84 F150 giving credit to the old saying Fixed Or Repaired Daily. But it won't be long until the whole bloody thing has been rebuilt with new parts! (Just in time for the first repairs to fail. )
[updated:LAST EDITED ON 05-Oct-02 AT 07:38 PM (EST)] Are you smelling/seeing fuel when it floods? Reason I ask is it sounds like a fuel pump problem to me. As if it reverse drains while sitting and then has problems getting enough fuel to get started and up to enough rpm that it can pump a decent amount of fuel. If the check valve/anti-drain back valve in the pump was shot, it could act like that.
Next time it acts like it's flooded, pull the air cleaner and look down the throttle bore while pumping the throttle. If you don't see a little fuel squirting out, try priming it with a shot of gas or a little carb cleaner.
The other thing you could do to check it is install a clear inline fuel filter. If it looks like it's pumping foam while idling your fuel pump is on it's last leg.
Just an idea, hope it helps.
P.S. IF you had a float pin hole it would flood all the time.
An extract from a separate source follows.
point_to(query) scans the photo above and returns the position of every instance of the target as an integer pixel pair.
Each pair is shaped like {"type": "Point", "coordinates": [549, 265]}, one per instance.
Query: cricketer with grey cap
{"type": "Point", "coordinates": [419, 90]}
So badly it probably wouldn't even run.
if the float had a hole in it, the float will be always suck at the bottom. it sounds like either a fuel pump like previosly posted or maybe you need to think aobout rebuilding the carb.
The fuel pump is only a few months old. I put the new carb on and she runs like a top again. Whatever the problem with that carb was, it's out of my hands now.
New carb ... $145. Installation ... half an hour in the driveway. Knowing the truck will start in the morning ... priceless.
Chris Pollard
Dryden, ON
Don't mind me, I'm crazy.
I had a car like this a long time ago. It turned out to be the needle seats on the carb (the thing the float operates whent it goes up and down). They are synthetic and when they get old and worn, they stick closed after they sit together for a long time.